Policy 4: Acquire and Preserve Multifamily Housing Through CLTs
While CLTs are best known for affordable homeownership, they can also use their land for affordable rental housing. Local governments can partner with CLTs to acquire and renovate existing apartment buildings, protecting renters from rising costs by keeping the land, and thus the housing, out of the speculative market. By prioritizing buildings where tenants are at risk of eviction, and providing enough upfront funding to avoid heavy bank debt, cities can keep rents permanently stable. For example, Los Angeles County’s CLT Partnership Program invested $14 million to preserve eight multifamily properties with 43 units, protecting 110 residents (95% of whom were people of color) from displacement during the COVID-19 pandemic.

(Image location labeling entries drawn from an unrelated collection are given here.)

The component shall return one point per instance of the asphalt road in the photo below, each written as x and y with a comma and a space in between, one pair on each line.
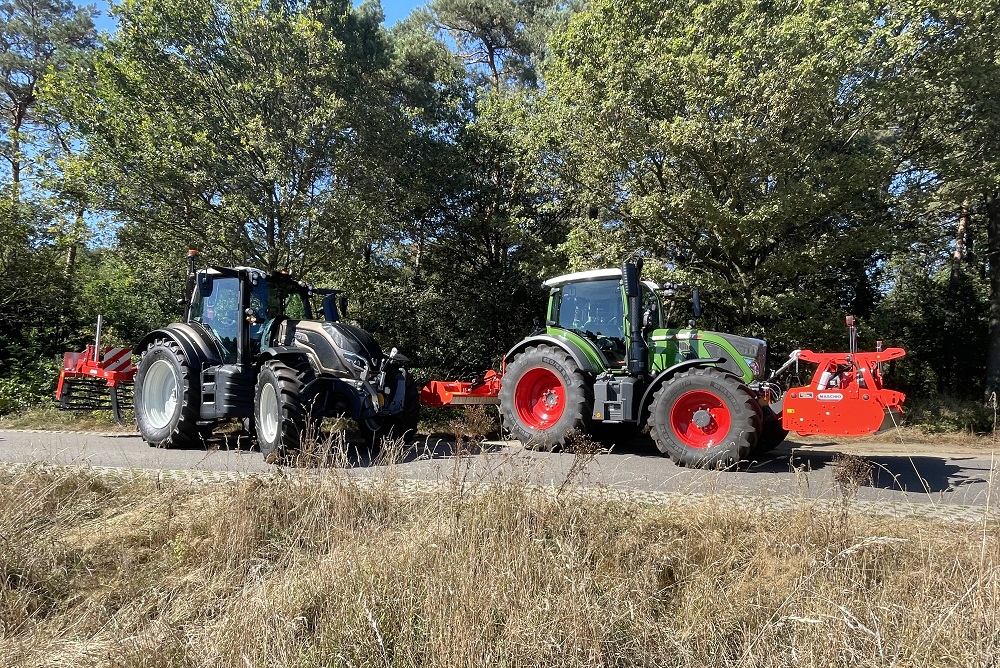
900, 473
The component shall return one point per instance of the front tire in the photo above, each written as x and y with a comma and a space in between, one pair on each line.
165, 397
703, 418
282, 417
543, 397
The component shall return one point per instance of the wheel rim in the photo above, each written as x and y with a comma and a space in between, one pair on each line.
540, 398
700, 419
268, 408
159, 394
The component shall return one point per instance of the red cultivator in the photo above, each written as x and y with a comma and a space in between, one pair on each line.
845, 396
438, 393
92, 381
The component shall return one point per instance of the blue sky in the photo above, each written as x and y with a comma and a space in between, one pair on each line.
395, 10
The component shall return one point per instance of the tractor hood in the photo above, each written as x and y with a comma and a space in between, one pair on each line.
338, 349
753, 352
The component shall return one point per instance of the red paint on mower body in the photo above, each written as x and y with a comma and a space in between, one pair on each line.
438, 393
845, 396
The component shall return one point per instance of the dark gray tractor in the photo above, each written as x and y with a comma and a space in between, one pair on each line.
249, 348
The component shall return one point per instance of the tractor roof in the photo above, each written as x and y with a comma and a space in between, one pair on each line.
577, 277
591, 275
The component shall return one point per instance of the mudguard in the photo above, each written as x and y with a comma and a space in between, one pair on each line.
569, 347
197, 349
667, 374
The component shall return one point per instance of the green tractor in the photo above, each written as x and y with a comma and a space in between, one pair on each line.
607, 363
249, 348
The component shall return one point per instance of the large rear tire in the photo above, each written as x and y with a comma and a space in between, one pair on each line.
282, 412
704, 418
543, 397
165, 397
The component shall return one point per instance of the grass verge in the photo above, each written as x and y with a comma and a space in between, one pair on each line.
324, 570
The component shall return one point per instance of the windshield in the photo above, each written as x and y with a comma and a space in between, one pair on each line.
593, 307
216, 305
271, 300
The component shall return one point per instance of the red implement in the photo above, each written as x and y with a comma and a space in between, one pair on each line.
97, 379
438, 393
845, 396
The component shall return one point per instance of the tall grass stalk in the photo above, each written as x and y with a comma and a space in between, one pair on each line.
306, 569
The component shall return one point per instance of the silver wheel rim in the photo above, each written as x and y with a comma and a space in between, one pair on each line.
159, 394
268, 410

In Utah, the Utah Housing Preservation Fund is the leading local practitioner of this work, preserving naturally occurring affordable housing (NOAH), and represents a strong model for how public and philanthropic capital can stabilize existing affordable rental stock, even outside a formal CLT structure.
Policy 5: Establish Long Term Stability Through Community Ownership
By launching CLT programs in neighborhoods facing gentrification, cities can provide a safety net for long-time residents. Placing land into a community trust protects the neighborhood’s cultural identity and ensures that legacy residents aren’t priced out as the area develops. Several urban CLTs demonstrate the power of this approach in high-pressure markets. The Cooper Square Community Land Trust (New York City) has preserved affordable housing in the Lower East Side for decades, protecting residents from some of the most intense gentrification pressure in the country. The East Harlem/El Barrio Community Land Trust was established by and for longtime Latino residents facing rapid displacement, centering cultural preservation alongside housing stability. The Interboro Community Land Trust operates city-wide across New York City’s five boroughs, demonstrating that the CLT model can function at a scale beyond a single neighborhood.
Policy 6: Collaborate with Nonprofits of CLTs for Local Control
Cities should empower residents by supporting community-led coalitions and independent, nonprofit CLTs, ensuring that the people living in the neighborhood have meaningful control over how their housing is stewarded and managed. The CLT’s tripartite governance structure—with leaseholders and community members holding two thirds of board seats—is the mechanism for this democratic accountability. Chicago’s “Here to Stay” CLT illustrates this model: formed by a coalition of four local organizations as an independent nonprofit, it manages a growing portfolio of rental and owner-occupied homes that will remain affordable to the community in perpetuity.
Policy 7: Develop a Toolkit to Guide Implementation
To help CLTs grow from idea into reality, state and local agencies should develop a toolkit that will provide clear resources, educational guides, and easy-to-use tools to help residents and potential homeowners navigate the CLT process. Local governments can fund and coordinate training, technical assistance, and organizational development for CLTs to improve governance, compliance, and community engagement. It typically takes about two years to move from exploratory community conversations to a first home closing—state investment in capacity building can significantly reduce that barrier for emerging CLTs.